Amy-Jill Levine, Professor of New Testament and Jewish Studies at Vanderbilt and co-editor of The Jewish Annotated New Testament, New Revised Standard Version Bible Translation: Second Edition (New York: Oxford University Press, 2017), outlines the progress in the dialogue since Nostra Aetate, putting in a kind word for my own work in the field during my time at the US Conference of Catholic Bishops (p. 231) and summarizing the official Catholic and Jewish statements to date. She carefully critiques traditional readings of key gospel texts often used to malign Jews and Judaism, and typological readings of the Hebrew Scriptures/Tanach. She urges dioceses and bishops' conferences to work with Catholic universities, seminaries and local parish schools to disseminate to Catholic teachers and preachers the advances that have been made in the Catholic understanding of Judaism and understanding the New Testament through Jewish eyes. Ruth Langer, professor of Jewish Studies at Boston College follows this up with how Jews have and can in the future present a fair understanding of Christianity in Jewish liturgy, providing lessons that Catholics can learn from with regard to our own liturgical practices.

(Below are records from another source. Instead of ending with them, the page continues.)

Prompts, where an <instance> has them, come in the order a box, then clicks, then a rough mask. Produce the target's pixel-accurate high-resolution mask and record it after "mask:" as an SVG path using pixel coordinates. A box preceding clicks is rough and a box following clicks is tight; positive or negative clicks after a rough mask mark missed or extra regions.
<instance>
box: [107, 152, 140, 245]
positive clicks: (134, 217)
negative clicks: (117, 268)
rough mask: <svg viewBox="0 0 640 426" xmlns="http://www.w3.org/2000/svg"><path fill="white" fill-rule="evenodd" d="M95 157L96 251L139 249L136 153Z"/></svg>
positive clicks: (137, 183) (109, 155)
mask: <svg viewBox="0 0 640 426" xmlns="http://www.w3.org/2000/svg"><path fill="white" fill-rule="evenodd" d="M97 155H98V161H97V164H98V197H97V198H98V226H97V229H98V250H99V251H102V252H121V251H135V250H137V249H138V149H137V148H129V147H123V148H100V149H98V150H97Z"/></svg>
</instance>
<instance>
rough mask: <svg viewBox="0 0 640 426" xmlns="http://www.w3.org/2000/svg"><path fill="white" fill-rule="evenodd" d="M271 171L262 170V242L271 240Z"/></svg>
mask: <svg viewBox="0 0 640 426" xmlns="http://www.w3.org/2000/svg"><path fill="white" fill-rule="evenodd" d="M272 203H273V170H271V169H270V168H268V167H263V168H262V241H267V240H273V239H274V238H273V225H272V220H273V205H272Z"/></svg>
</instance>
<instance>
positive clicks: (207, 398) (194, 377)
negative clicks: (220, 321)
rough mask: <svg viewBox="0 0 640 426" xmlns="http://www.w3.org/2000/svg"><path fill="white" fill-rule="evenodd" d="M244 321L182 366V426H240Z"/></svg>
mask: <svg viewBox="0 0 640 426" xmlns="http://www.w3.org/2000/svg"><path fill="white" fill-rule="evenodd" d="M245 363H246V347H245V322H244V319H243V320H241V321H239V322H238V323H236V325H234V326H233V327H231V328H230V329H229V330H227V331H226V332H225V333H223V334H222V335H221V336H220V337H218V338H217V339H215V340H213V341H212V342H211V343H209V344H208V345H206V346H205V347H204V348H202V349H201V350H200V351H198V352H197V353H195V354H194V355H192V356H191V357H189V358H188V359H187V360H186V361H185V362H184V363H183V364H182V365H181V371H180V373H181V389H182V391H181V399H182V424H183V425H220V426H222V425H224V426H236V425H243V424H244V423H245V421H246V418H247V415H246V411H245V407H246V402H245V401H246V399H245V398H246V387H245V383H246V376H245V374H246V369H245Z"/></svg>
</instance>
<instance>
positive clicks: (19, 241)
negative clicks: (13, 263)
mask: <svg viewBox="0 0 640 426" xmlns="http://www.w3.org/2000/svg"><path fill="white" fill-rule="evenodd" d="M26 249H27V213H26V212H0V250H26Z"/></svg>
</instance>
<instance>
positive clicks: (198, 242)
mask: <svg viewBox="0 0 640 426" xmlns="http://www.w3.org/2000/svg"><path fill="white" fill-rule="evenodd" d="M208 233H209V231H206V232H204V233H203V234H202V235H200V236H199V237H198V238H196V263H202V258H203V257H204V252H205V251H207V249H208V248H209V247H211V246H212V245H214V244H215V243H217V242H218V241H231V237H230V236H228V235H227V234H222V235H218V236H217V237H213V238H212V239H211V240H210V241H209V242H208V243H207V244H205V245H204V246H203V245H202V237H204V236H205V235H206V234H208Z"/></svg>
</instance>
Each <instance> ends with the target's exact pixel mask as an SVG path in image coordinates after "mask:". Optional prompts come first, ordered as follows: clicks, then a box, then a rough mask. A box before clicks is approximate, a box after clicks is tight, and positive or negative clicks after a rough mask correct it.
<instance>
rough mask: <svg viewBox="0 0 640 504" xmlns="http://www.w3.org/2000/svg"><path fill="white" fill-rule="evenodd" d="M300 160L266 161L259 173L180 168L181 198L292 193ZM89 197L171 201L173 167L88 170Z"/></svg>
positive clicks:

Carmen M. Nanko-Fernandez and Jean-Pierre Ruiz, professors at Catholic Theological Union in Chicago and St. John's University in New York, respectively, open up what will be a new world for many readers, the history and present reality of Latino/a Catholic-Jewish relations, centering especially on Puerto Rico and signs of Jewish-Catholic convivencia in the large Puerto Rican “diaspora” communities of the U.S. Mary C. Boys, herself one of the great pioneers of Jewish-Christian relations in the U.S. and professor at Union Theological Seminary in New York traces the trajectory of the development of Nostra Aetate from World War II to its declaration by the Second Vatican Council, and key developments since 1965, concluding with a challenge for “confession and recommitment” (pp. 305-310). Yehezkel Landau of Israel, who has long worked there for Jewish-Christian-Muslim relations and Israeli-Palestinian peace building, provides a moving “Jewish tribute” to Pawlikowski the man and to his work. James Carroll of Harvard provides an equally moving Afterword drawing especially on his personal experiences in Boston.